Mental Health Issues
Many youth suicides occur in people with underlying mental health issues. These issues can include mood and emotion disturbances, such as depression or suicidal thoughts, and also disorders like bipolar or borderline personality disorder. Kids need to have their symptoms properly diagnosed and treated.
Research shows that the teen years can be a time of intense emotional, mental and physical change. During this time, they must face new, important decisions about their future in multiple domains, including school, relationships, jobs and living situations. Moreover, impulsive behavior can often be associated with these changes.
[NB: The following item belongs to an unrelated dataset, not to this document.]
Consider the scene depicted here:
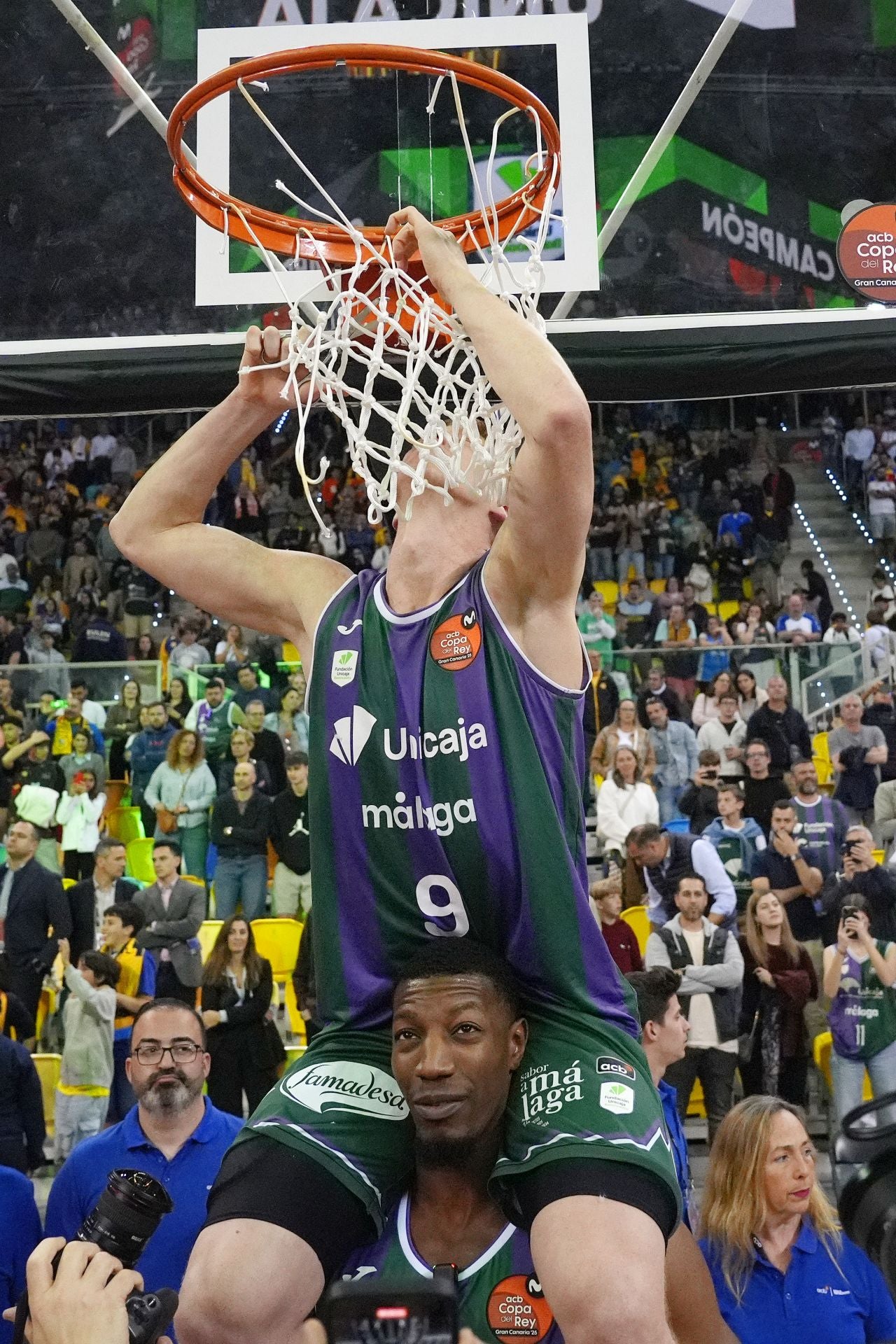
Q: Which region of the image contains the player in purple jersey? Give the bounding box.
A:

If you notice that a child or teen has been acting differently and isn’t speaking to family members, it could be time for them to see a professional for a mental health evaluation. Kids that have experienced significant family issues, such as divorce, separation from loved ones due to military service or incarceration, and abuse may be at an increased risk of suicide.
Many youth suicides happen after a conflict or a fight with parents or other close family members. In addition, a lack of family support can contribute to feelings of not being understood and devalued, leading teens to feel trapped in life. Domestic violence and parental substance use problems in families also have a strong impact on suicide among young people.
Adolescence is a time of transitions and changes in several domains, including educational, peer group and living situation. Transitioning to new roles, responsibilities and relationships is complicated for teens.
Be aware of warning signs, like sudden changes in mood or behavior. A teen who is more sad, withdrawn, angry or irritable than usual may be experiencing depression. Look for a change in sleep habits or eating patterns. If a teen becomes more talkative about suicidal thoughts, tell them that you will take them to a mental health professional. Keep this appointment, even if the teen says they’re feeling better and won’t go.